NAIROBI, Kenya, Sep 22 – The Independent Electoral and Boundaries Commission (IEBC) has allayed fears of external influence in the management of the 2022 general elections.
IEBC Chairperson Wafula Chebukati who spoke on Wednesday during a meeting with Faith Based Organization in Nairobi, elaborated that even with the existence of the ‘Deep State’, amorphous clique of powerful government officials believed to have significant influence on presidential campaign, the election slated for August 9 will be conducted in accordance to the law.
Chebukati stated that as long as the results are announced at the polling station and the same transmitted to the National Tallying Centre, the outcome of the election will not be altered.
“It matters not whether deep state exists or not. We have a robust Elections Operation Plan and a very professional staff. We will conduct the elections in a free, fair, transparent and credible manner. Any other form of interference becomes irrelevant,” said Chebukati.
Claims of manipulation of electoral outcomes have been rife in recent days with Nyandarua Governor Francis Kimemia, who served as Head of Public Service and Permanent Secretary for Provincial Administration and Internal Secretary under President Mwai Kibaki, insinuating that the ‘Deep State’ often influences the outcome of a presidential poll.
Kimemia claimed that a presidential candidate backed by the ‘Deep state’ has a high probability of winning the an election during a recent interview on television.
“If you have two candidates at the rate of 50-50, and the Deep State backs one, you can be sure that one will win. The candidate must be credible and electable, that becomes very important if the Deep State are to support a candidate,” he told Citizen Television.
In his remarks of election preparedness, Chebukati however singled out budget deficit and inadequate telecommunication infrastructure as a key challenge.
He noted that only 83.6 per cent of the country is covered by 3G network, a situation he said might hinder timely relay of electronic election results from areas without good internet connectivity.
IEBC urged the Ministry of Communication, through the Communication Authority of Kenya, to boost 3G network infrastructure across the country so as ensure that the more than 11,000 polling stations across the country have access to stable network connectivity.
“It is our hope that the Information Technology infrastructure will be addressed to enable us transmit results electronically lest we be blamed for an issue which is not in our mandate to solve,” said Chebukati.
He also lamented over Parliament’s failure to pass critical legislation to enable the commission to prepare for the general elections.
Chebukati warned that external issues which include legislation might defeat the efforts by the poll agency to evade past failures in the conduct of the 2022 elections.

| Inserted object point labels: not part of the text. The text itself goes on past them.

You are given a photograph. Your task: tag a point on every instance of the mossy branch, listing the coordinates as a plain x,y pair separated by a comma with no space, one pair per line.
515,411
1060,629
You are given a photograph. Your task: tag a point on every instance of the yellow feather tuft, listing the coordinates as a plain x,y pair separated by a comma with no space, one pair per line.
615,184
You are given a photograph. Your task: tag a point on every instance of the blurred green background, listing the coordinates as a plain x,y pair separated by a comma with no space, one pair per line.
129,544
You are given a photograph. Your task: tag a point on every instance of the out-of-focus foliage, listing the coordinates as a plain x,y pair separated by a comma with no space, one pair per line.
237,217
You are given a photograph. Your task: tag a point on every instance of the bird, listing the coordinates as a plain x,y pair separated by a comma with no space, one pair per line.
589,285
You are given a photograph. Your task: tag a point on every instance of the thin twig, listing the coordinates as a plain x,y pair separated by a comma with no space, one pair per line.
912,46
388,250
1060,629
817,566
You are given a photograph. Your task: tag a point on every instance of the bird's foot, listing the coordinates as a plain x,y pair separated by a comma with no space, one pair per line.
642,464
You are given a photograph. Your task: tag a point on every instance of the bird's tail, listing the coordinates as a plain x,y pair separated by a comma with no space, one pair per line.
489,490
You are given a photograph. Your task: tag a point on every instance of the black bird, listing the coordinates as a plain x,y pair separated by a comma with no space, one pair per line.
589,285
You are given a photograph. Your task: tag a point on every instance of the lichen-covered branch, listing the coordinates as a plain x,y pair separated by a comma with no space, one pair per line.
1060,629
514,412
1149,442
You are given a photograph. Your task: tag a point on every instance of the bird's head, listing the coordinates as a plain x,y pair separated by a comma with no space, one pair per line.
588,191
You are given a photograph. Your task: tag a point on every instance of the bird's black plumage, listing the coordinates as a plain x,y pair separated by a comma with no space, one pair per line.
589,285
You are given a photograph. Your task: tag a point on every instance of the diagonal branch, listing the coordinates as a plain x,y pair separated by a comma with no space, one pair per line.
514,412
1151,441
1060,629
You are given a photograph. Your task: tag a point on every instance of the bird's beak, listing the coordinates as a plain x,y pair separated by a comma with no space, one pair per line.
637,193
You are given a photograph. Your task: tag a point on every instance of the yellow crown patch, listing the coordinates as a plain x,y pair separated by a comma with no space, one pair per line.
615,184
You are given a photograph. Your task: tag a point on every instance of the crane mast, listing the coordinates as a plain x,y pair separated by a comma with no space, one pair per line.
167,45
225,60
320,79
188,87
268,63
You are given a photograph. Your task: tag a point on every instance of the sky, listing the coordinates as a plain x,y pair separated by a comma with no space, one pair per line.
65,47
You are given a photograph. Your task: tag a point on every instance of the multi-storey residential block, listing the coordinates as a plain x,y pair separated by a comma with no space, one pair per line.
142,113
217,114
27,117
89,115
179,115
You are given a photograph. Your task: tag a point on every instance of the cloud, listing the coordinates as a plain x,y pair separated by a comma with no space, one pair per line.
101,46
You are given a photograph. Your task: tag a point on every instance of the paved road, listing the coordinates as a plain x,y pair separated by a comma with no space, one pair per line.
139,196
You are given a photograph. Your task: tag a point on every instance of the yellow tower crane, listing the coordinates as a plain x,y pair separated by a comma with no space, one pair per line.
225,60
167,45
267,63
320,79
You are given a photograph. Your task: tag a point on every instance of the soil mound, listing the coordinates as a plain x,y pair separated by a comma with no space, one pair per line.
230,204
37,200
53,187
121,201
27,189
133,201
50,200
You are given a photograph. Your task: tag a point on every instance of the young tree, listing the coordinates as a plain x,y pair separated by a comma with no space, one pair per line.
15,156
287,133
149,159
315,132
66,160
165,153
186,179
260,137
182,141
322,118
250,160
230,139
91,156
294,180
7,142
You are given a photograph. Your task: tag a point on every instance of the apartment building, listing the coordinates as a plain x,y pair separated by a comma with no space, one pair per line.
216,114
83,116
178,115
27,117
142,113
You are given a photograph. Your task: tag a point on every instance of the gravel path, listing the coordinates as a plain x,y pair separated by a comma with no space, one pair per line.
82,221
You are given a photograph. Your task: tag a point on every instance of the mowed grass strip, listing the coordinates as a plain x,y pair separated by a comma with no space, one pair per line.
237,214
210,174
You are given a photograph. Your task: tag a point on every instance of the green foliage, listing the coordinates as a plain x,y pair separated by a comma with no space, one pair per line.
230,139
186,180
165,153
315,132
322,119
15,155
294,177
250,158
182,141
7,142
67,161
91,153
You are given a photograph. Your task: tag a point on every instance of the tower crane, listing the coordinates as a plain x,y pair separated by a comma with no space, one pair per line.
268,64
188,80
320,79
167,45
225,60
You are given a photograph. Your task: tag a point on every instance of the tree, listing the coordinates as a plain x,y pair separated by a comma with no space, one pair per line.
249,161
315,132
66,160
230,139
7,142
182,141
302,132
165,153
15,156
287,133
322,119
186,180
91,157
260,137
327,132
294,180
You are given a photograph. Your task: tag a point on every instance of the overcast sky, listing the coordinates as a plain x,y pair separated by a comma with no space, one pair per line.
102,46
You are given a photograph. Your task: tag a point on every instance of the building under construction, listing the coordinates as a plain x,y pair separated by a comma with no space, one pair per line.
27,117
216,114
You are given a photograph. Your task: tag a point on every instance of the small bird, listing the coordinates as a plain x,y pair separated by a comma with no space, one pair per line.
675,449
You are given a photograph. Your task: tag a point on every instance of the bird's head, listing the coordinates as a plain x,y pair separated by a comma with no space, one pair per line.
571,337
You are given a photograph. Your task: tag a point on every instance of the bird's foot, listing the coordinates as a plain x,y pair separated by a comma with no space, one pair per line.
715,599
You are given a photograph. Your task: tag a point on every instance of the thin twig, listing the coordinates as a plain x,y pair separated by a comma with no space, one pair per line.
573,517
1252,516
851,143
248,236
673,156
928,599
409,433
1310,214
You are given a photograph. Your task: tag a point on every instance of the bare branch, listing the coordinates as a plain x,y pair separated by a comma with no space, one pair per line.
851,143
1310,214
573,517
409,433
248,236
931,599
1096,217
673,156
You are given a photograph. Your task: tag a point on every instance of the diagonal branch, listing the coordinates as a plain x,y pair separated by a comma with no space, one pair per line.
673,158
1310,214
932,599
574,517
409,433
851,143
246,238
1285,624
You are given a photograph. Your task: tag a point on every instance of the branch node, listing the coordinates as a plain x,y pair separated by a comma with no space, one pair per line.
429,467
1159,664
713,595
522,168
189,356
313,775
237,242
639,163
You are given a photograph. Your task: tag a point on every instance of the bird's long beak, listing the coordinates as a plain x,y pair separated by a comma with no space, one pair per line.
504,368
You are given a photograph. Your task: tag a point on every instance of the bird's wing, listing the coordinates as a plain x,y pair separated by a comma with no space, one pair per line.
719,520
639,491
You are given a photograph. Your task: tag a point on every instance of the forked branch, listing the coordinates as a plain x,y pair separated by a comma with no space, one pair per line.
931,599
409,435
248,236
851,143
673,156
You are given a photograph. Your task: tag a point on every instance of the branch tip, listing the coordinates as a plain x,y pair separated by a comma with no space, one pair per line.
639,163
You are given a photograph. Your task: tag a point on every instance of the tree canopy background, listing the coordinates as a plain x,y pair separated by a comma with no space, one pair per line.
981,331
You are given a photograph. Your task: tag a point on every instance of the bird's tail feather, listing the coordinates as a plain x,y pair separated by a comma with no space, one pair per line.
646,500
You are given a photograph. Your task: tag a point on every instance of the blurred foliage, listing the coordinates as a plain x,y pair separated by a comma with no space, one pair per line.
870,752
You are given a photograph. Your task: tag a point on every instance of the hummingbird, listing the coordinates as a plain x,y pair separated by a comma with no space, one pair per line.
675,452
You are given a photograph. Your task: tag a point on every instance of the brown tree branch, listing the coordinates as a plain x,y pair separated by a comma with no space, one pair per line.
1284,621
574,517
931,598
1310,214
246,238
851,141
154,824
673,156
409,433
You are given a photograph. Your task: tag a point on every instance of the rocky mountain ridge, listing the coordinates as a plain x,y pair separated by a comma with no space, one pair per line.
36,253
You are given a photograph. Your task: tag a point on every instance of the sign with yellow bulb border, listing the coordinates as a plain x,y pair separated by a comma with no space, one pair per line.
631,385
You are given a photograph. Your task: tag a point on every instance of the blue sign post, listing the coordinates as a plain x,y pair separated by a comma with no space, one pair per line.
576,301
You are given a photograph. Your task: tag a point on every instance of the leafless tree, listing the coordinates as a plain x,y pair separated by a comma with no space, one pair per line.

In particular he pointed out presidential petition 1 of 2017 which cited systemic institutional challenges, both internal and external, saying the commission had addressed internal challenges with most external factors yet to be resolved.
“In international Standards, legal reforms should be put in place at least two years before the election. We need to pass all the necessary legislation by December otherwise they will interfere with our election operations plan,” he said.
Among the external legislative issues Chebukati raised include the passage of election-related laws for instance the Elections Campaign Finance Bill, the IEBC Amendment Bill and the Referendum Bill.
He also warned that insufficient funding could scuttle critical preparatory activities ahead of the 2022 General Elections saying IEBC was facing financial constraints in undertaking key operations to facilitate a tamper proof poll.
Chebukati indicated the Treasury had only availed Sh26.4 billion leaving the agency with a Sh14.6 billion deficit to attain a fully funded budget of Sh40.9 billion.
“As a commission we are being exposed to the risk to under-funding,” he said.
The poll agency attributed the estimated budget to a legislative framework governing the electoral process which results in expensive elections.
Requirements under the framework include the capping of maximum registered voters per polling station.
“The law says that you cannot have more than 700 voters in a polling station. We’re now targeting to register more than 6 million voters that will mean we will increase our polling station from 40,833 to 53,000 plus polling station. This means we’ll shall employ more election officials,” Chebukati said.
The poll body explained that delayed funding has previously stalled crucial electoral processes exposing the commission to exploitation by vendors and service providers due to the urgency to adhere to our election calendar.
“Over the years the funding of the commission has not been adequate and in tandem with the election cycle. This constraints our activities in the procurement process,” he noted.
The electoral commission is set to register at least six million new voters in October as part of preparations for next year’s General Election. IEBC will also conduct mass voter registration for the diaspora community in December.